“Christ’s ethical teaching consisted mainly of a series of ridiculously extreme and at times incompatible imperatives – don’t work, don’t own anything, carefully cultivate all your talents, never resist, be deliberately feckless, make a long-term investment in the eternally lasting, take the law violently into your own hands in the face of abuses of its spirit, be ruthlessly cunning, be naively innocent, return to childhood, be wiser than all your ancestors, and so on and so forth. As Chesterton further suggested, Christian ethics therefore seems to involve a redefinition of the Aristotelian mean less as a half-and-half balance between different qualities of action and as, rather, a seemingly impossible ‘both at once.’”
-John Milbank in The Monstrosity of Christ




I always did like that line from Chesterton, but upon reflecting on it, it seems likely that Christ was using a hyperbolic teaching method to impress his followers an ethic which, understood in a more calm manner, would function along the lines of a golden mean. Many biblical scholars, anyway, suggest that Jesus sometimes engaged in recognizable hyperbole, which would mean that his audience would mentally adjust what he was saying when applying it. FWIW.

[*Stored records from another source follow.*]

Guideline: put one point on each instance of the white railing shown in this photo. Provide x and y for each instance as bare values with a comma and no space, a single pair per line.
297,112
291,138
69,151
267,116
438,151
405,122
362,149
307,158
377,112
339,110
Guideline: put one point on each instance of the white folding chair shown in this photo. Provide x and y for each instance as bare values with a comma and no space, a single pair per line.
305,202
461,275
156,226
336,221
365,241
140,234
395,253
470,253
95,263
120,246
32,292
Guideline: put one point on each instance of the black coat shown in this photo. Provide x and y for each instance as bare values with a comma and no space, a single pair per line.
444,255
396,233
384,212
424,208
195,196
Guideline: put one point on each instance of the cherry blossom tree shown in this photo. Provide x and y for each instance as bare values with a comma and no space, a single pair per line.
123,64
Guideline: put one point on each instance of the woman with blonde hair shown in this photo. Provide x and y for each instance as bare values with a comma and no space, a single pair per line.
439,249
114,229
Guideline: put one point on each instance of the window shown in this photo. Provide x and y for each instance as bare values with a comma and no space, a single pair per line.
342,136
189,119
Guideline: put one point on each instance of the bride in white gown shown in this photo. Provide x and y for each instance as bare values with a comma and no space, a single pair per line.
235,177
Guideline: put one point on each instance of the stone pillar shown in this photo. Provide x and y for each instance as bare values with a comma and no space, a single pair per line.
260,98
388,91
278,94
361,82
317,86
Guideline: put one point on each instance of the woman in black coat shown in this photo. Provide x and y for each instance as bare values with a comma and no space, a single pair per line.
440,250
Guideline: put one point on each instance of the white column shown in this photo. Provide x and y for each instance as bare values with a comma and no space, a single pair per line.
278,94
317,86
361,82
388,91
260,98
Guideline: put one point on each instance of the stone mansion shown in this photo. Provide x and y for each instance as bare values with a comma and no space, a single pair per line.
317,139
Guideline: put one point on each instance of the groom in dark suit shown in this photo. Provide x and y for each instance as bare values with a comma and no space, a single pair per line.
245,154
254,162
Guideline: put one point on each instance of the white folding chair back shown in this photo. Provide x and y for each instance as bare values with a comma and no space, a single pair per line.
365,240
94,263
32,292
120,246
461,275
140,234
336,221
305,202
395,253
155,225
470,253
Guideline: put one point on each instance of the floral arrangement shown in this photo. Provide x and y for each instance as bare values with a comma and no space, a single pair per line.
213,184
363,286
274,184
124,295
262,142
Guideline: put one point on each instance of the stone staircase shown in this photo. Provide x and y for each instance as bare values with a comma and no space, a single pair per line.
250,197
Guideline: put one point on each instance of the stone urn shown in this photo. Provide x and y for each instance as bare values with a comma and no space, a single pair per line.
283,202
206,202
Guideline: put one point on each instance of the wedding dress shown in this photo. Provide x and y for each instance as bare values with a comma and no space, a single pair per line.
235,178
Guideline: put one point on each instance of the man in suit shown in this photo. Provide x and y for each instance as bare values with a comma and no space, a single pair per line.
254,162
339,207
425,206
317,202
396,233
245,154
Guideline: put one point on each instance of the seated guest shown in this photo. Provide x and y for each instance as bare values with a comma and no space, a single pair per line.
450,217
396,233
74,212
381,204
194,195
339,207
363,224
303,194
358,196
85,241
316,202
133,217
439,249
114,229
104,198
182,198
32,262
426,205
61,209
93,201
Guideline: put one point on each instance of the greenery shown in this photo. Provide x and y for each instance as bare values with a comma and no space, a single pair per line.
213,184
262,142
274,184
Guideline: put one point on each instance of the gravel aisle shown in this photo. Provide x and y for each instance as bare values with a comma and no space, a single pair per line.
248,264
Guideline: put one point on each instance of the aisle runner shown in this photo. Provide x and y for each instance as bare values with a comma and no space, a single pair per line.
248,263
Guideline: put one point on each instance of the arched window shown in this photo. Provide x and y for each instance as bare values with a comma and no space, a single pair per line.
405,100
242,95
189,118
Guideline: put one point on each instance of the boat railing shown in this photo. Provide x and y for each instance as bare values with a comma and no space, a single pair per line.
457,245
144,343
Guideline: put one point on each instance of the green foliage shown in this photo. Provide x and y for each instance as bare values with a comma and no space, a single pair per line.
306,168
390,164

I think that’s our temptation, having been primed by 2500 years of Western philosophy. I was reflecting on this though and asking myself: why would someone act as extravagantly as those extremes imply? The only answer I could come up with is that this is an ethic of love, because what, other than love, would make one so extreme? Clearly this would have to be developed further, but that’s my intuition about it.